Accidents and Emergencies

3/26/2018

Not to be all melodramatic or anything but I’ve been thinking a bit about accidents, pain and suffering recently after seeing a pan of boiling water tip down my three year old daughter’s chest. The usual questions really. Why does pain exist? Why do people who really don’t deserve it get hurt? How do we reconcile the reality of pain, suffering and general tragedy with the existence of a loving God? Not small questions, I’m sure you’ll agree, and one’s that I’m not really qualified to answer, so I’ll just leave you with some of my thoughts and struggles on the subject.

Shortly after the accident I had a jarring realisation that proved difficult to come to terms with. I often acknowledge in my prayers that God loves us much more than we can ever love each other, but the shock of seeing my precious girl in such intense pain, that I could do nothing to prevent, made me wonder if I truly believed my assertions. After all, God was there wasn’t He? And we weren’t being negligent, unloving parents. So why did it happen? If we love our daughter enough that we would do everything in our power to prevent her being hurt in such a way why can’t God, who has all the power in the world, prevent something that is in his power to prevent? Or to put it another way: does God really love us at all? And does He really love our precious daughter? After all, how can someone that is hard to see, feel or imagine love someone as vibrant and as tangible as the little girl in front of me? I gaze at my daughter and I realise that I don’t want anything like this to ever happen to her again. When God looks at her does He think the same?

And then I think that in all my thinking I’m certain I must be missing something really quite fundamental and profound. It’s less than two weeks since the accident and her burn is healing far quicker than I could ever have hoped or imagined. She’s not troubled by it and hasn’t really been significantly troubled by it since it happened. She’s certainly more wary of heat now but not, I seem to think, in an unhealthy way. She’s getting on with life as normal: playing, growing and being cheeky to her parents, much like any other three year old. Surely God must be involved in that in some way.
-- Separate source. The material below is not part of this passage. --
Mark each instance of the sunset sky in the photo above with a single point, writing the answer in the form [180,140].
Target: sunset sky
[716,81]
There have been so many faithful people praying for her over the last few days too. I couldn’t prove, without doubt, to a sceptic that these prayers have had a positive effect, but the amazingly positive results certainly suggest that they just might have done. After all, everything could very well have been a whole lot worse. I guess there’s a measure of faith in this whole business and the funny thing about faith is that it doesn’t stand up to scientific scrutiny because there’s no S. I. unit to quantify it. I can’t prove that prayer works, I can’t prove the God exists and I can’t prove that God loves my daughter. But these circumstances, this life, these struggles that turn into joys and these dark times that are suddenly flooded with intense rays of light, might just suggest that all these uncertainties are actually truths.

Do I really believe that God loves my daughter? Am I able to fully trust that He will guide her, treasure her and champion her for the rest of her life (and long after I’m gone)? I don’t think I can prove it but I do think I’ve had enough experience of His love and grace to have faith that it’s true.

In my traditional rambling way I realise that I haven’t really touched on the questions I started to ask at the beginning. I haven’t said anything about why pain might exist or why innocent people suffer, or even about how God sees it all. I am, however, comforted by the fact that there are plenty of good books with more grounded and more thoroughly reasoned views on these matters than I could ever hope to come up with: Phillip Yancey’s written some, and C S Lewis, and Amy Orr-Ewing, amongst many others. They might be worth checking out. (In fact, I might just have to dig one or two of them out again myself.)